FRANKFURT (Reuters) – Manufacturing is expected to drive a rebound in German economic growth in the fourth quarter after several lackluster months, Germany’s central bank said in a monthly report on Monday.
With sentiment improving and new orders rising, employment growth is expected to continue, boosting the euro zone’s biggest economy after several relatively modest quarters, the Bundesbank said.
“In the last quarter of 2016, growth in the Germany economy is likely to be significantly stronger after the temporary slowdown in the summer,” it added.
“Sentiment in the economy has improved considerably.
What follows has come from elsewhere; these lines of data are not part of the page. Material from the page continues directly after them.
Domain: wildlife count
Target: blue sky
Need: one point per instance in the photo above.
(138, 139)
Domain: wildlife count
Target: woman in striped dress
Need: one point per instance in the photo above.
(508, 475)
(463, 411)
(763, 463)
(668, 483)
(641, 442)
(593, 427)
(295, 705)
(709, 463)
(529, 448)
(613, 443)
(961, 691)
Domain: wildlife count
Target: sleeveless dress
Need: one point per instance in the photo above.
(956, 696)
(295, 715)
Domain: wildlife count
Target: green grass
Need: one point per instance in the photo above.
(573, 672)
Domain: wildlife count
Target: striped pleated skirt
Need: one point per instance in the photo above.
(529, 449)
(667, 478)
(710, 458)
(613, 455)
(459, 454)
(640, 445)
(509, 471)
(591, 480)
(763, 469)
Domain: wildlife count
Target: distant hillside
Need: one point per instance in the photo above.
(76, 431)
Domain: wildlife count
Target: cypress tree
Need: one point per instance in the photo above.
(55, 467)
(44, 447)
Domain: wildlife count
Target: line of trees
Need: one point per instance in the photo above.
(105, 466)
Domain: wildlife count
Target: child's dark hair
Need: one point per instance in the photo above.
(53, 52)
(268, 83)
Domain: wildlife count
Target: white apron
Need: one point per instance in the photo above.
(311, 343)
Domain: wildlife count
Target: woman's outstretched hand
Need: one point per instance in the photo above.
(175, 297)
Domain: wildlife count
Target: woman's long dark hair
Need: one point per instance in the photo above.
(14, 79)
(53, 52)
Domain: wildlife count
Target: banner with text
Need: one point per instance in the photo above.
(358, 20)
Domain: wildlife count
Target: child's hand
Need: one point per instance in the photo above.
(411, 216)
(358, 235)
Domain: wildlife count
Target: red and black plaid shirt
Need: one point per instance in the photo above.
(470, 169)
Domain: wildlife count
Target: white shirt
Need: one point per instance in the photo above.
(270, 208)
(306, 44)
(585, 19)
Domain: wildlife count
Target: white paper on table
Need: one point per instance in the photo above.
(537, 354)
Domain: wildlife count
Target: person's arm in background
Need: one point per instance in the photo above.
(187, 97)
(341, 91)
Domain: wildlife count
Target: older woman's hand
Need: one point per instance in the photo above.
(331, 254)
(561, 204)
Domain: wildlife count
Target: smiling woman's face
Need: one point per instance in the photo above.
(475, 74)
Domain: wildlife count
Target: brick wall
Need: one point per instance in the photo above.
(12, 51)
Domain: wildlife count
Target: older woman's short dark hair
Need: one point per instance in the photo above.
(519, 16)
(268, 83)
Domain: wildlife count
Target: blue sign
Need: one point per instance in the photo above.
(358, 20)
This is particularly the case in manufacturing, where capacity utilization has continued to rise significantly and new orders are up.”
German growth slowed to a quarterly 0.2 percent in the third quarter from 0.4 percent three months earlier and 0.7 percent in the first quarter, putting growth at half the European Union’s 0.4 percent pace.
The Bundesbank was upbeat, however, arguing that the foundations of growth remained intact.
Germany’s government raised its 2016 growth forecast to 1.8 percent from 1.7 percent last month, forecasting the strongest rate of expansion in half a decade, on robust consumption and increased spending on refugees.
But growth will then slow to 1.4 percent next year, the government predicted, reflecting in part weaker global trade and the expected fallout from Britain’s decision to leave the European Union.
The Bundesbank said prospects for employment had nevertheless improved significantly and that registered unemployment is likely to decline in the coming months.